WASHINGTON (Reuters) – U.S. President Donald Trump planned to present a bill to his Cabinet on Tuesday aimed at boosting border security and overhauling the current immigration system to make it more merit-based, a senior administration official said.
With U.S. lawmakers’ August recess looming, the official did not give a timetable for introducing the bill to Congress, but described it as laying out the president’s vision and unifying Republicans around a detailed proposal.
The bill has 10 Republican co-sponsors, said the official, who requested anonymity.
While the White House has discussed it with some Democrats, the person added, it was unclear if it would win the support of members of the Democratic Party, which controls the House of Representatives.
Trump pledged to build a wall on the southern border with Mexico in his 2016 run for office, and has since fought with Congress and in the courts for funding to pay for the barrier.
On Monday, he touted weekend raids aimed at immigrants who had been ordered deported, as his administration seeks to deter a surge in Central American families seeking asylum in the United States after fleeing poverty and gang violence in their home countries.

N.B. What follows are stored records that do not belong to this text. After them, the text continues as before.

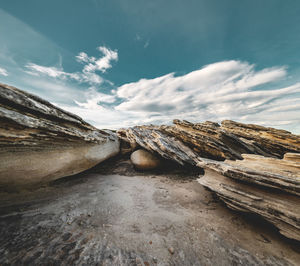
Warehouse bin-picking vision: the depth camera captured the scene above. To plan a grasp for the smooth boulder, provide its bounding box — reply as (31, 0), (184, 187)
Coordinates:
(130, 150), (160, 170)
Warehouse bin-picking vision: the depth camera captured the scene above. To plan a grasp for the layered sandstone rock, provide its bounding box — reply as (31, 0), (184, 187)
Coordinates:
(198, 154), (300, 241)
(0, 84), (119, 188)
(130, 149), (160, 170)
(118, 120), (300, 240)
(118, 120), (300, 165)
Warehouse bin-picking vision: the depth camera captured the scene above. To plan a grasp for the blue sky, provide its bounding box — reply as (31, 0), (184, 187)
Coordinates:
(0, 0), (300, 133)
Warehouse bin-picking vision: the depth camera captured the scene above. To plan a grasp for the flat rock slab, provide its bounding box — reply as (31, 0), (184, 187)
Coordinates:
(0, 162), (300, 265)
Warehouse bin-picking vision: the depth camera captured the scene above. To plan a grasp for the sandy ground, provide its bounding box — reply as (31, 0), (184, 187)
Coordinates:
(0, 159), (300, 265)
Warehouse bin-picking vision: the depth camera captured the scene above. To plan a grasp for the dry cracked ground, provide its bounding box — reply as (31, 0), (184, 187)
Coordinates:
(0, 158), (300, 265)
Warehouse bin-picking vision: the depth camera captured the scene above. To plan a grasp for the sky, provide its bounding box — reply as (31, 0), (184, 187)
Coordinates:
(0, 0), (300, 134)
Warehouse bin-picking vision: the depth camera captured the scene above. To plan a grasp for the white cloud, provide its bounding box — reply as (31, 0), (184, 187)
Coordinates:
(74, 60), (300, 132)
(25, 46), (118, 85)
(0, 67), (8, 77)
(76, 46), (118, 73)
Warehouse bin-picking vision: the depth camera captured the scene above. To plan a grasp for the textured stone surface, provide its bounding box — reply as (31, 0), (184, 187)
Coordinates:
(0, 84), (119, 189)
(118, 120), (300, 164)
(130, 149), (160, 170)
(0, 159), (300, 266)
(118, 120), (300, 240)
(199, 154), (300, 241)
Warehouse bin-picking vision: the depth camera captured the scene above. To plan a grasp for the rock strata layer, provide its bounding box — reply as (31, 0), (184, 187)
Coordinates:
(118, 120), (300, 241)
(0, 84), (119, 189)
(130, 150), (160, 170)
(198, 154), (300, 241)
(118, 120), (300, 165)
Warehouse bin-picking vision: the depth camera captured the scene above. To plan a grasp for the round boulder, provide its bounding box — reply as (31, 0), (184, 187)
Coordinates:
(130, 150), (160, 170)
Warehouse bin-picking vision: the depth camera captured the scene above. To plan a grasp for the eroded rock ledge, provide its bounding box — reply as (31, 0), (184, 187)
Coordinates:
(199, 154), (300, 241)
(118, 120), (300, 164)
(118, 120), (300, 241)
(0, 84), (119, 189)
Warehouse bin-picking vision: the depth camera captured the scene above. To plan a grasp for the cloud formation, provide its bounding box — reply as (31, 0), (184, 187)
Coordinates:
(25, 46), (118, 85)
(76, 46), (118, 73)
(69, 60), (300, 132)
(0, 67), (8, 77)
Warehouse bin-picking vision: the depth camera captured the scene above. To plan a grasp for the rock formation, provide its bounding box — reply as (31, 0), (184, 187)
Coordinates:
(118, 120), (300, 240)
(0, 84), (119, 189)
(118, 120), (300, 165)
(130, 150), (160, 170)
(198, 154), (300, 241)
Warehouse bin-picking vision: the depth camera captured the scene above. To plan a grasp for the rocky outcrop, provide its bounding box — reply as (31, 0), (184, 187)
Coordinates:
(0, 84), (119, 188)
(198, 154), (300, 241)
(118, 120), (300, 165)
(130, 150), (160, 170)
(118, 120), (300, 240)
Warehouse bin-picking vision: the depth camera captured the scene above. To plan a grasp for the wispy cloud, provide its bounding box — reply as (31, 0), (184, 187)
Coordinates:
(72, 60), (300, 132)
(76, 46), (118, 73)
(0, 67), (8, 77)
(25, 46), (118, 85)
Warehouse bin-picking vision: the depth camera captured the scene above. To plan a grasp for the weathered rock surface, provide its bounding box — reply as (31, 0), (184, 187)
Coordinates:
(198, 154), (300, 241)
(130, 150), (160, 170)
(0, 156), (300, 266)
(0, 84), (119, 189)
(118, 120), (300, 240)
(118, 120), (300, 165)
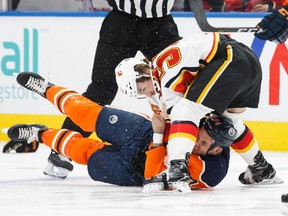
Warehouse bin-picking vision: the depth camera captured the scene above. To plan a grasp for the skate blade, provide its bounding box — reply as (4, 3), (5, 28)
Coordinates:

White House officials have been working on an immigration plan over the past seven months, the official said, noting that the president would meet with Republican congressional leaders later on Tuesday to map out a way forward.
The plan does not deal with the “Dreamer” children of immigrants in the country illegally or immigrants under Temporary Protected Status, both priorities of Democratic lawmakers.
It does include a modified version of the so-called E-Verify program, which relies on a database that allows employers to electronically check the immigration status of potential employees.
A merit-based system could upend the decades-old U.S. practice of giving priority to family-based immigration. About two-thirds of all people granted green cards for U.S. residency each year have family ties to people in the United States.